Have you ever even heard of the 1956 Ford Edsel? The automaker probably wants it that way. Ford conducted 10 years of research to create the perfect automobile to appeal to buyers, but the Edsel still missed the mark. What mistakes did the Ford brand make?

Why was the Ford Edsel a failure?

The 1956 Ford Edsel was a monumental failure
The 1956 Ford Edsel is displayed at The Museum of Failure in Los Angeles | Robyn Beck/AFP via Getty Images

In an old article from Time Magazine, the Ford Edsel was referred to as the “car industry’s most famous flop.” The Ford Edsel was a two-door sedan name after Henry Ford’s son, Edsel. In 1957, the automaker had a division created to bring this automobile to fruition. The cost of that was about 10 years and $250 million in research and development. It was supposed to be one of Ford’s new cars, the first in decades.

The Ford Edsel had 18 models to choose from, but that still didn’t help sales. To reach the company’s goals, it had to sell better than most cars on the market. When it first went on sale in September 1957, people were lining up to get ahold of one. But by the end of the year, sales had already fallen to one-third of the initial purchases.

The Ford Edsel was the “wrong car at the wrong time”

Ford tried to explain away the failure of the Edsel by saying it was simply the wrong car at the wrong time. The automaker set out to create a car that would compete with Chrysler’s Dodge and DeSoto sedans and the GM Pontiac, Oldsmobile, and Buick vehicles.

“Studies showed that by 1965 half of all U.S. families would be in the $5,000-and-up bracket, would be buying more cars in the medium-priced field, which already had 60% of the market. Edsel could sell up to 400,000 cars a year.”

Time Magazine

Ford ran more studies to confirm that the Edsel was the right choice for this market sector. Research shows that buyers interested in Mercury were younger and more into hot rods. Pontiac, Dodge, and Buick aimed at reasonable middle-age buyers. The Ford Edsel was supposed to fit right in between.

The factories created for this car were able to be used for future models

Ford went so far as to put out a 60-page memo about the procedure to try and find the right advertising agency.

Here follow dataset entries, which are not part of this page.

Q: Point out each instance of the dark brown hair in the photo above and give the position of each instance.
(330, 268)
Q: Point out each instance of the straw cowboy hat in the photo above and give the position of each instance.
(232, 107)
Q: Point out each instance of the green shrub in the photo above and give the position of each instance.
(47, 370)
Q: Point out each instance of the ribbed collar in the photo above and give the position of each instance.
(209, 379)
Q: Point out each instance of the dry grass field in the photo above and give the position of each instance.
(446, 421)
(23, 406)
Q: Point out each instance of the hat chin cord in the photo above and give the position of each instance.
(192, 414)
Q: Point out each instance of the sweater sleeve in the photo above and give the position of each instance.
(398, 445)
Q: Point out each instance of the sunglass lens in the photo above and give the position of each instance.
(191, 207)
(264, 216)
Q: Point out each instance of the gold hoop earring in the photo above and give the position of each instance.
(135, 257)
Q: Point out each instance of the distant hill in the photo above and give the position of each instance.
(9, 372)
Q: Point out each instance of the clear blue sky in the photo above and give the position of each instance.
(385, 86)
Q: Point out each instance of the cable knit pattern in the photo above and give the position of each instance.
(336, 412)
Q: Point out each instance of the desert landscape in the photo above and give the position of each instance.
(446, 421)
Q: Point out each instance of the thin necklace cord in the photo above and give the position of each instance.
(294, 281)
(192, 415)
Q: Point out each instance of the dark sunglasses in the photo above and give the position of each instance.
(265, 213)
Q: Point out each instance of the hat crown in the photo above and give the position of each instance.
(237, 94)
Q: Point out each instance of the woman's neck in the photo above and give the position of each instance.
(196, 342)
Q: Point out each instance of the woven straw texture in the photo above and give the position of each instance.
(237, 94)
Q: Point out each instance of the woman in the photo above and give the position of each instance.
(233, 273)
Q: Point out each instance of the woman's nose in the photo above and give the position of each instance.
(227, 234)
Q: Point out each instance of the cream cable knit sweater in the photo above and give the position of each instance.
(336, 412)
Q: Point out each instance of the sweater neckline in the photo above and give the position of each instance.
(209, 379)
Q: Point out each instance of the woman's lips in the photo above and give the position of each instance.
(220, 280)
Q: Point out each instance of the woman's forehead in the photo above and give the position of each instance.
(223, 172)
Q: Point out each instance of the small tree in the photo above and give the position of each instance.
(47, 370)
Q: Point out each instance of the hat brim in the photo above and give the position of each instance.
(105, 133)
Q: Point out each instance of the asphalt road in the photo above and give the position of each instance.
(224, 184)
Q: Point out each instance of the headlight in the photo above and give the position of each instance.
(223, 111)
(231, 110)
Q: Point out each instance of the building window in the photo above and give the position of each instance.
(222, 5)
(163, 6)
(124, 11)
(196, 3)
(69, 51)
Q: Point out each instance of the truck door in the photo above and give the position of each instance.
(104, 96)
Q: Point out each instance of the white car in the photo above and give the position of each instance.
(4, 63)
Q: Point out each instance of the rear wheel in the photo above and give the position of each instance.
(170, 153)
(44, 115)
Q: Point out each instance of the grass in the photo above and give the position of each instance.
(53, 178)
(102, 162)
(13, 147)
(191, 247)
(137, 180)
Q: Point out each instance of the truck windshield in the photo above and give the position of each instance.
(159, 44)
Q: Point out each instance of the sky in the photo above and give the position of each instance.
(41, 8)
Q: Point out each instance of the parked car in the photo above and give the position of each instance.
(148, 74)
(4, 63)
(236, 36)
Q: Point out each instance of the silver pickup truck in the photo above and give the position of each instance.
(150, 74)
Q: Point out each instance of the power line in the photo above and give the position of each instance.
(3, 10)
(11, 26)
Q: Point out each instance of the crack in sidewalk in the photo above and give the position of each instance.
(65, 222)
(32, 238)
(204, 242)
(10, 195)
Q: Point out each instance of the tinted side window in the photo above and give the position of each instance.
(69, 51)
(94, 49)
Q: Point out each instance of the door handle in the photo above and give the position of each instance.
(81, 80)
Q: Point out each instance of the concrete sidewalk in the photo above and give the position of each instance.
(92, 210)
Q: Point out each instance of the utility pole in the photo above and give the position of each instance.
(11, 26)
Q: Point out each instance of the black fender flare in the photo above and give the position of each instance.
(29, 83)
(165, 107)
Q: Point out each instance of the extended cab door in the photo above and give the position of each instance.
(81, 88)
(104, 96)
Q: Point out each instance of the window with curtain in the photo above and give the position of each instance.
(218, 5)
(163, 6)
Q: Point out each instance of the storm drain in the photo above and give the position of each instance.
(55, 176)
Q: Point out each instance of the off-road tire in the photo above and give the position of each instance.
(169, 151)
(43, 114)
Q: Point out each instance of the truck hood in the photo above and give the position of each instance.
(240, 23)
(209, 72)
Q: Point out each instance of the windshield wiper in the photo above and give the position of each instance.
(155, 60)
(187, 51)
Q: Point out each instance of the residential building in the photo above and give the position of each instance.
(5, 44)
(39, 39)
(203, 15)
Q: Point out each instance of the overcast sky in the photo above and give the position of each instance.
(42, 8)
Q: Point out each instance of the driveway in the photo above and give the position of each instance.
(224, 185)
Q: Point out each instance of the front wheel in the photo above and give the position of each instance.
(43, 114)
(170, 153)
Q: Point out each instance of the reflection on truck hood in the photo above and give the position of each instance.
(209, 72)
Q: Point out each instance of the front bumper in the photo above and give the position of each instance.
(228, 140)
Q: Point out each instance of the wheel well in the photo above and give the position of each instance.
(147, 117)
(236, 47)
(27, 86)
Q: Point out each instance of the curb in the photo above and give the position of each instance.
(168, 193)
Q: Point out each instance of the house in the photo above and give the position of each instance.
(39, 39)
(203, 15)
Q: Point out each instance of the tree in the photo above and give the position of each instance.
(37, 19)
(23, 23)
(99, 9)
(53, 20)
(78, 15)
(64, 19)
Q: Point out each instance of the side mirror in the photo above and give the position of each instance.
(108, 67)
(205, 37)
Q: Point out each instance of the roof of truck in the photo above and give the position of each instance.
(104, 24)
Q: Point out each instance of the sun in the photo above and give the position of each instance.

After turning down 19 companies, Ford executives settled on Foote, Cone & Belding. After all was said and done, the Ford Edsel cost $250 million.

But the research overlooked a critical area of potential buyers. By the time 1957 rolled around, buyers seemed to want compact cars more than mid-priced cars. “As it turned out, the Edsel was a classic case of the wrong for the wrong market at the wrong time. It was also a prime example of the limitations of market research,” Time noted.

The last Edsel rolled off the production line in 1960. Less than 200,000 units were made from facilities that cost $100 million to build. Ford pivoted to build compact cars in these facilities to try and capture more of the market. The Ford Edsel was unsuccessful, but the brand is still around and quite successful with vehicles like the Ford F-150 and Ford Mustang Mach-E, so not all hope was lost.